The "Expedited Appeals Review Act," or EARA, is looking to shake up how long you might wait for a decision if you're appealing something to the Department of the Interior's (DOI) Board of Land Appeals. We're talking about disputes over public lands, mining, and resources, the kind of stuff handled by the Board under rules like 43 CFR 4.1(b)(2). The main idea of Section 2 of this bill is to let folks request a speedier review. If you do, the Board is supposed to give you a final answer within six months of your written request. But here’s the catch: you can't even ask for this "expedited" review until at least 18 months after you first filed your appeal. So, it’s an attempt to put a deadline on decisions, but not exactly an overnight fix.

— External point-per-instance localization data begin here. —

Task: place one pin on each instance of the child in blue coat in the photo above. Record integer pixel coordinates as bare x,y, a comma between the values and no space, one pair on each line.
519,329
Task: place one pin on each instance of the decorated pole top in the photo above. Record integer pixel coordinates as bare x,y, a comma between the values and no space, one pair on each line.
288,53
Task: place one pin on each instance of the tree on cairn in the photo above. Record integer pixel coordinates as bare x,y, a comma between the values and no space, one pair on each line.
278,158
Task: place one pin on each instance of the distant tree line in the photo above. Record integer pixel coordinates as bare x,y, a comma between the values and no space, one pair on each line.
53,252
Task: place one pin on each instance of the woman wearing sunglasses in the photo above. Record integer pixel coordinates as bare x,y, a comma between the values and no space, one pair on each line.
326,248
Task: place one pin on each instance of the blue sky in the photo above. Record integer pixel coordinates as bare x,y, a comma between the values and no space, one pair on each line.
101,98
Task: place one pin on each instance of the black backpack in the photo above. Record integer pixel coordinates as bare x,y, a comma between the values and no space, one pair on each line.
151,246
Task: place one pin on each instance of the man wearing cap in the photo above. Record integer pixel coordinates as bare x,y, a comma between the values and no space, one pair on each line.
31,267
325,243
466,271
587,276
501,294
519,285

So, how does this new process actually work if this bill becomes law? Imagine you've filed an appeal with the Board of Land Appeals (think of them as the DOI's internal judges). Under EARA, as laid out in Section 2(a), you'd have to wait a year and a half. Then, you can officially ask for the expedited six-month clock to start ticking for your decision. If the Board doesn't make that six-month deadline, Section 2(b) kicks in with a pretty big consequence: the original DOI decision you were appealing automatically becomes what's called a "final agency action." This is jargon for "you can now sue in federal court," as per 5 U.S.C. 704. And here's the kicker: the court would review your case de novo – meaning, they start from scratch, looking at all the facts and law fresh, not just checking the Board's homework. This is a big shift because it overrides the usual standard for reviewing agency decisions found in 5 U.S.C. 706. This whole setup applies to appeals already in the pipeline and any new ones filed after the bill passes.

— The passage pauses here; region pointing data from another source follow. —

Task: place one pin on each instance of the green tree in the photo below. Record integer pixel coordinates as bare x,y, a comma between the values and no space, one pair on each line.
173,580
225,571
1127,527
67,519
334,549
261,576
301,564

This bill could mean different things for different players. If you're the one appealing – maybe a small business waiting on a land permit, or an environmental group challenging a project – EARA offers a potential light at the end of a long tunnel. That six-month deadline (once it finally kicks in) and the "de novo review" escape hatch if the Board is too slow (Sec 2(b)) could be good news. However, that initial 18-month waiting period (Sec 2(a)) is still a hefty chunk of time, so "expedited" is relative. For the Board of Land Appeals itself, this means more pressure. They’ll need to manage their caseload to hit these new deadlines or risk their decisions being bypassed. And for the Department of the Interior, if the Board fumbles the timeline, the DOI's original decisions could face a full, fresh court battle sooner than they might otherwise.
There's another layer here: Section 2(d) of EARA states that its new timeline trumps certain existing appeal deadlines for specific issues, like those for federal oil and gas royalty appeals (under 30 U.S.C. 1724(h)) or surface coal mining appeals (under 30 U.S.C. 1275(b)), if an EARA expedited review is requested. This means EARA aims to be the new standard for these faster-track appeals. But let's be real, there are practical questions. Can the Board of Land Appeals, which likely already has a backlog, realistically meet these six-month deadlines after an 18-month lead-up? Will it lead to better, faster decisions, or could it mean rushed ones, or just more cases heading for that de novo court review? And that de novo review itself is a double-edged sword. While it gives appellants a fresh start, it also means federal courts, which might not have the deep, specialized knowledge of the Board on complex land and resource issues, would be making these calls from the ground up. That's a significant shift in how these disputes are typically resolved and could reduce the role of agency expertise if deadlines are frequently missed.